Trudeau also attempted to downplay that the looming election shaped the decisions behind his shuffle, saying the "entire shift" was a result of Brison's exit.
"This really is an illustration of the depths of bench strength that Canadians sent to this government in 2015," he said. "And we're very excited about being able to show how we step up as a team."
In 2015, Liberals won every single seat in Atlantic Canada, en route to capturing a majority government. The so-called red wave swept out a number of incumbent Tory and NDP MPs.
Federal Conservatives have made no secret that they intend to win back seats in Nova Scotia, New Brunswick, Newfoundland and Labrador and Prince Edward Island.
Tories held their policy convention in Halifax last August. Deputy Conservative leader Lisa Raitt, who was raised in Sydney, Cape Breton but now represents the Ontario riding of Milton, delivered a keynote accusing Liberal MPs of abandoning Atlantic Canada.
The election of a Progressive Conservative government in New Brunswick last year, at least in part because of the party's opposition to the federal government's carbon pricing plan, has also been interpreted as a boon to federal Tory fortunes.
Speaking about the shuffle in Ottawa Monday, Tory finance critic Pierre Poilievre dismissed the idea that the new portfolio could help Liberals cut into Conservative support in rural communities.
Poilievre accused the the Trudeau government of "attacking the rural economy" by imposing a carbon tax on provinces and territories without a price on pollution and failing to get major pipeline projects completed.

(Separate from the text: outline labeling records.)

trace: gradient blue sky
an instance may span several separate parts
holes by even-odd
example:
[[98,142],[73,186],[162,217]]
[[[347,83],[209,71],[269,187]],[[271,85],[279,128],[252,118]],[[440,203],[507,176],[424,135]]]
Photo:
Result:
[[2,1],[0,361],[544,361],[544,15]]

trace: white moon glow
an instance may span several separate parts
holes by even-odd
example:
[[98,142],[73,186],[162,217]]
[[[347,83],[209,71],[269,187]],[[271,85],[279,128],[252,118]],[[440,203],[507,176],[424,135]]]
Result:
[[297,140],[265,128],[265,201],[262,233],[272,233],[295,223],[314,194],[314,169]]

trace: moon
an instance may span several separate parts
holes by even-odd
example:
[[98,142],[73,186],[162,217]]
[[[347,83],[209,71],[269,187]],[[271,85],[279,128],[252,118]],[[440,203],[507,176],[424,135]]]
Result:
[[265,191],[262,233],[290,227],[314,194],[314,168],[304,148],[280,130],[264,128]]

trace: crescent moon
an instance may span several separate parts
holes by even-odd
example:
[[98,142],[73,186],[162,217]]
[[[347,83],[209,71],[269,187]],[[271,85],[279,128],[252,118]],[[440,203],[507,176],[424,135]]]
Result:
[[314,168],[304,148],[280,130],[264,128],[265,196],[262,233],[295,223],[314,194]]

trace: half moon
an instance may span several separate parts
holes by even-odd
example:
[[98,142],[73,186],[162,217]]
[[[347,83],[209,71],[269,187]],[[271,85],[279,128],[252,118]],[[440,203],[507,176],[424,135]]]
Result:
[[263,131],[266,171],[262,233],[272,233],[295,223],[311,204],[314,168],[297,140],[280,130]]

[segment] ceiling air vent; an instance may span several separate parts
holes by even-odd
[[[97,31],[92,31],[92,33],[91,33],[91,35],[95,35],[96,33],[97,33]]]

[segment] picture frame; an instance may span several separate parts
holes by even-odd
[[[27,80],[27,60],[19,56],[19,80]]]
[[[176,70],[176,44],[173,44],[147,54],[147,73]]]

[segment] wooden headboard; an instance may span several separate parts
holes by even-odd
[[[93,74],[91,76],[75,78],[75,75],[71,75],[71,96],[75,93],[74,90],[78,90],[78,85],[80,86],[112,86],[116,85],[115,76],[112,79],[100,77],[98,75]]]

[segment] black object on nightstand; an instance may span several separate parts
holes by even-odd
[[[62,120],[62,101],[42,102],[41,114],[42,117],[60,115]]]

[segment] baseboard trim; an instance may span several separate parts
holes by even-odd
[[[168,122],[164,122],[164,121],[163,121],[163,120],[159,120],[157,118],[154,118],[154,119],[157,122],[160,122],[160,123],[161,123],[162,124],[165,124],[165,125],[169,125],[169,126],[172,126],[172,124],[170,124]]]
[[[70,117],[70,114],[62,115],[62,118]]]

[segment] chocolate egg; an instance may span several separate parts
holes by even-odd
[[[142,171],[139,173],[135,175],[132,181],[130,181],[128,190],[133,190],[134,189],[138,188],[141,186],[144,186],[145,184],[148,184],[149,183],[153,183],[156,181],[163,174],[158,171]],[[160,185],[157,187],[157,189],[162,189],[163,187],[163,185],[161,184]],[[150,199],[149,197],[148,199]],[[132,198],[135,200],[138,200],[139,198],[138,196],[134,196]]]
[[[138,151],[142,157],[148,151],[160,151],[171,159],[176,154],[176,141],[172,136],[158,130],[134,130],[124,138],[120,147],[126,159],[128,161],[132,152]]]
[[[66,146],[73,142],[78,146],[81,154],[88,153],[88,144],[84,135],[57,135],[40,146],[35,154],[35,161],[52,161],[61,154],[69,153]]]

'I don't think rural Canadians will be fooled': Tory critic
"Now just before the election, as rural Canadians are standing up and fighting back against Trudeau, he says don't worry, I've created a new government ministry to solve the problems that he created himself," Poilievre said. "I don't think rural Canadians will be fooled by that."
Jordan previously served as a parliamentary secretary to the minister of democratic institutions and chair of the Atlantic Liberal caucus. Before joining public life in 2015, she was the development officer for the Health Services Foundation in Bridgewater, N.S.
Jordan is the first woman to represent Nova Scotia in federal cabinet.
"There have only ever been nine women elected in Nova Scotia in history," she said Monday when asked why it has taken so long to break that barrier. "I think it's long overdue."